Wheat germ The small flakes milled from the embryo, or germ, which is separated from the wheat grain during the milling of white flour. Rich in nutrients, it is added to baked goods and breakfast cereals, or sprinkled over dishes, adding a nutty flavour. Because the germ’s high oil content causes it rapidly to become rancid, it should be stored airtight, and chilled.
Unbleached wheat flour Creamy coloured flour which has not undergone an artificial bleaching process. As it ages, wheat flour naturally bleaches from the oxygen in the air, resulting not only in bread with a whiter crumb but also a greater volume, plus a finer, softer crumb. Bleached flour is treated with oxidizing agents to simulate this process, albeit more quickly.
Wheatmeal Wheat flour containing 80 to 90 percent of the whole grain, the bulk of the bran being removed in milling but much of the germ remaining. In colour, flavour, baking and keeping qualities, it falls midway between wholewheat and white flours. Wheatmeal is also known as brown flour.

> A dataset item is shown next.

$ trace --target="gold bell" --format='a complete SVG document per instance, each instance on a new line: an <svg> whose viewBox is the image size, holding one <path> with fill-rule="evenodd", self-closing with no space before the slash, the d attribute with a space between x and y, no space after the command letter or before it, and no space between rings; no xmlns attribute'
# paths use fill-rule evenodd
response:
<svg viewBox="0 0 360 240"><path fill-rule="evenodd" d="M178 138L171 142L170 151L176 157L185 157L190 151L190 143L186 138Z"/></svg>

White flour A fine powder, ground principally from the starchy endosperm of the wheat grain, with almost all the bran and germ removed during milling. For baking, flour is distinguished by degrees of hardness; the harder the flour the more gluten-forming proteins it contains. Thus hard flour, called strong flour in the UK, and bread flour or hard flour in the USA, is better for yeast-raised products, while weaker, soft flour, called plain or all-purpose flour in the UK, and cake flour or soft flour in the USA, being more able to absorb fat, is better for cakes and short pastry.
Wheat bran Flakes, fine or coarse, of the fibrous outer layer of the wheat grain, separated during milling. Consisting mostly of indigestible cellulose, bran is consumed for the health benefits of roughage. However, its consumption does have a negative effect. The fibre renders bran’s high concentrations of minerals and vitamins digestively unavailable and its phytic acid impairs the absorption of calcium. Bran is sprinkled over fruit, or added to breakfast cereals, and baked goods such as breads, biscuits and muffins.